Cover Girl (1944)
9/10
1944 may be long ago and far away, but the beauty of this film is here to stay.
28 August 2014
Warning: Spoilers
What is essentially a very simple story ends up becoming a musical classic in this Columbia musical from the days of World War II that had soldiers clamoring for Rita Hayworth photos and home front movie audiences standing in line for hours to see. Even if she had never played Gilda, Hayworth would have entered screen immortality for the magnetism she possesses in this movie, in addition to the two films she had earlier starred with opposite Fred Astaire.

While Rita had been seen on screen in color before ("Blood and Sand", "My Gal Sal"), Technicolor really falls in love with her in this outstanding musical. She plays a modeling hopeful who goes to the top of her profession after becoming a successful musical star, and ends up engaged to a stuffy heir (Lee Bowman) to a fortune. In denial that she's really in love with hoofer Gene Kelly, Hayworth prepares for a life of boredom while deep down inside, she's anxious to dance again down the street with him and his low-class friend (an amusing Phil Silvers) and "Make Way for Tomorrow".

With Jerome Kern's former lyric writing partner Oscar Hammerstein II now busy with Richard Rodgers and Ira Gershwin's music writing brother George deceased, the two joined forces to write an original music score that has been called one of the best original song scores written for the screen. Hayworth, as usual, is dubbed, and performs an ancient musical hall song (complete with a dress covered in huge polka dots) bemoaning the fate of a heroine whose potential mother-in-law openly disapproves of her, and dances joyously with Kelly and Silvers to the optimistic "Make Way For Tomorrow", then flings herself down a curvy run-way to the magnificent "Long Ago and Far Away". Kelly gets some neat special effects, dancing with a transparent version of himself, in "Alter Ego Dance".

Another highlight is the fashion show "Cover Girl" number which resembles "Easter Parade's" "The Girl I Love is on a Magazine Cover" and "Beautiful Girls" from "Singin' in the Rain" featuring live girls either on calendars or magazine covers.
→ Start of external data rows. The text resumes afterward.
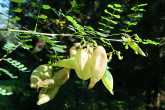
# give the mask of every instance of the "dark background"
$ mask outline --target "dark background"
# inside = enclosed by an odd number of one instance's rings
[[[36,3],[40,1],[31,0]],[[19,16],[22,20],[17,23],[22,29],[34,30],[36,20],[26,16],[29,12],[37,16],[37,11],[30,5],[31,1],[24,4],[11,3],[11,7],[20,7],[22,13],[11,13]],[[56,10],[67,13],[71,9],[72,0],[43,0],[43,4],[50,5]],[[5,61],[0,62],[0,67],[5,68],[17,75],[19,78],[10,79],[1,73],[0,86],[12,88],[13,95],[0,96],[0,109],[3,110],[164,110],[165,109],[165,0],[77,0],[77,8],[69,13],[79,24],[92,26],[98,29],[100,16],[104,15],[104,9],[109,3],[119,3],[124,6],[123,16],[131,13],[132,6],[140,3],[147,3],[146,10],[138,25],[133,27],[133,32],[143,39],[151,39],[161,43],[161,45],[140,45],[148,57],[142,57],[133,53],[131,49],[125,50],[121,44],[114,44],[115,48],[121,50],[123,60],[113,57],[109,63],[111,73],[114,78],[114,95],[104,87],[102,82],[98,82],[92,90],[88,90],[89,81],[80,80],[75,72],[71,71],[71,77],[59,90],[56,97],[46,104],[37,106],[38,92],[30,88],[31,72],[39,65],[48,62],[46,49],[35,55],[30,51],[18,48],[8,57],[22,62],[28,67],[30,72],[23,73]],[[41,10],[42,14],[49,16],[53,20],[66,20],[59,17],[52,11]],[[48,28],[44,28],[52,22],[41,22],[37,31],[51,33]],[[67,24],[66,24],[67,25]],[[49,26],[54,33],[70,33],[66,28],[61,29],[56,24]],[[117,31],[117,29],[116,29]],[[0,36],[0,47],[3,47],[7,39],[2,34]],[[57,38],[69,47],[79,41],[75,38]],[[37,38],[29,44],[35,45]],[[68,55],[68,49],[65,56]],[[6,52],[0,48],[0,57]],[[42,59],[38,60],[37,57]]]

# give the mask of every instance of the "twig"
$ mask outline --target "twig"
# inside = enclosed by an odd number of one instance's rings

In fantastic support are Eve Arden as the sardonic magazine executive secretary who becomes Rita's confidante, Leslie Brooks as Rita's chorus girl chum, and Otto Kruger as a father figure in Rita's life. In short, this is a movie about Rita, aka Rusty, aka Maribelle. There's also a delightful cameo by Jack Norton, the tea-totaler actor who plays a drunk delightfully joining in Gene, Phil and Rita's big number together.

This is a musical and visual delight from start to finish, probably Columbia's most popular film of the 1940's along with "The Jolson Story" and one of the factors that moved the studio from the "B's" to the "A's".